A judge with particular expertise in environmental law and the constitution has become Greece’s first female president.
A cross-party majority of 261 MPs voted in favour of 63-year-old Ekaterini Sakellaropoulou, parliament chief Costas Tassoulas said.
The new president, until now the head of Greece’s top administrative court, the Council of State, will take her oath of office on 13 March, he added.
The daughter of a Supreme Court judge, Ms Sakellaropoulou completed postgraduate studies at Paris’s Sorbonne university.
She was also the first woman to head the Council of State.
Although the president is nominally the head of the Greek state and commander-in-chief, the post is largely ceremonial.
Greek presidents confirm governments and laws and technically have the power to declare war, but only in conjunction with the government.
Main opposition leftist leader Alexis Tsipras said Ms Sakellaropoulou was an “exceptional judge” and a defender of human rights. The socialist KINAL party also backed her nomination.
In accepting the nomination, Ms Sakellaropoulou said it was an “honour for justice and modern Greek women”.

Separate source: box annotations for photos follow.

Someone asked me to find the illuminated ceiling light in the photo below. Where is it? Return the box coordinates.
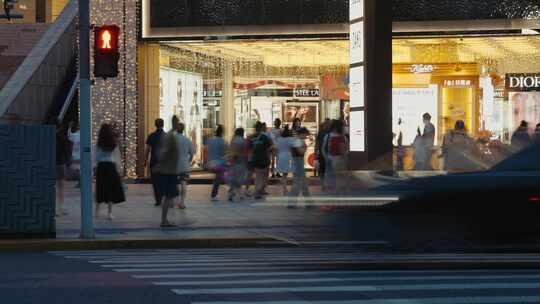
[521,29,540,35]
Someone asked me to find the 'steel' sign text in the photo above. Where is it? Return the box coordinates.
[506,74,540,91]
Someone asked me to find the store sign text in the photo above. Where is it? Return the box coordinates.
[410,64,435,74]
[444,79,472,87]
[294,89,321,97]
[203,90,223,97]
[506,74,540,91]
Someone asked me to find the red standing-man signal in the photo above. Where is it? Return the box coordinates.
[94,25,120,78]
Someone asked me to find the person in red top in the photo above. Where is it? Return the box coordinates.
[324,120,349,191]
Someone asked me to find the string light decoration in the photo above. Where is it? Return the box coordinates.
[90,0,139,178]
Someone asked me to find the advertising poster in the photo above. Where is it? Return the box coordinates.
[392,85,439,146]
[250,97,274,127]
[350,66,365,108]
[283,103,319,125]
[159,67,203,167]
[350,111,366,152]
[349,22,364,64]
[509,92,540,133]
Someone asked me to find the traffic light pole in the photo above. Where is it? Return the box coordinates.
[79,0,94,239]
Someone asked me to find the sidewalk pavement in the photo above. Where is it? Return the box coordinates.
[56,183,346,242]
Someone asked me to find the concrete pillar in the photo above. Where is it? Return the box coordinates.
[350,0,393,170]
[137,43,160,177]
[219,62,235,139]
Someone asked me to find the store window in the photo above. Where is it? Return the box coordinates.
[393,35,540,169]
[155,35,540,170]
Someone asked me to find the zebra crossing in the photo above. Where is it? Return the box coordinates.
[50,246,540,304]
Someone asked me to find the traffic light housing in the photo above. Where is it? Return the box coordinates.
[94,25,120,78]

A 2017 Eurobarometer poll found 63% of Greeks thought gender equality had been achieved in politics, 69% at work and 61% in leadership positions.
But Eurostat figures from the same year show a pay gap between men and women in Greece of more than 12% in average gross hourly earnings.
Unemployment is also higher among women, with one in five jobless according to the latest official figures.
Women won the right to vote in Greece in 1934, even if it was initially limited to educated women aged 30 and over.
The first female MP, Eleni Skoura, was elected in 1953.
Lina Tsaldari in 1956 became the first female minister, and Anna Psarouda Benaki the first female head of parliament in 2004.